Detect drift in code

from scipy import stats

# Compare a feature's training vs recent-production distribution
stat, p = stats.ks_2samp(train_feature, live_feature)
print(f'KS statistic: {stat:.3f}, p-value: {p:.4f}')

if p < 0.05:
    print('Drift detected -- flag for review / retraining')
▶ Output
KS statistic: 0.214, p-value: 0.0008
Drift detected -- flag for review / retraining
Close the loop. A mature system logs predictions and (eventually) true outcomes, tracks live metrics on a dashboard, alerts on drift or accuracy drops, and retrains automatically on fresh data. That feedback loop — not the model itself — is what keeps an ML product valuable for years. You have now seen the entire lifecycle, end to end.
Key points
  • Data drift = inputs shift; concept drift = the input-output relationship changes.
  • Detect drift statistically (e.g. KS test) and monitor live accuracy on a dashboard.
  • Mature MLOps closes the loop: log, monitor, alert, and retrain automatically on fresh data.

★ Hands-on Project — Deploy a Model as a Container

Take a trained model all the way to a running, containerised API — the deliverable that proves you can ship.
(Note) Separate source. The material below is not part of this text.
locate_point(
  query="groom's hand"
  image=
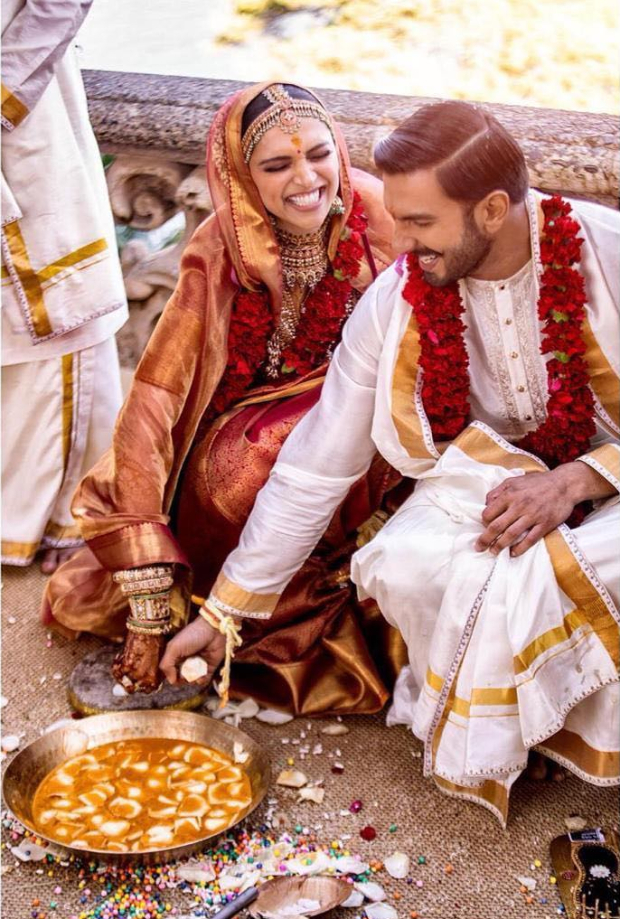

  1. Train a model from an earlier module inside a scikit-learn Pipeline and log the run with MLflow (params + metrics).
  2. Persist the full pipeline with joblib.dump and pin your dependencies in requirements.txt.
  3. Write a FastAPI app.py that loads the model at startup and exposes a POST /predict endpoint with a Pydantic request schema.
  4. Run it with uvicorn and test it with curl and the interactive /docs page.
  5. Write a Dockerfile (slim base, cached deps), then docker build and docker run the API.
  6. Confirm the containerised endpoint returns the same predictions as your local run.
  7. Add a simple drift check: a script that compares a feature's training vs new distribution with a KS test and prints a warning.
  8. Write a short README (how to build, run, call) and a note on how you'd monitor and retrain it, then commit to your portfolio.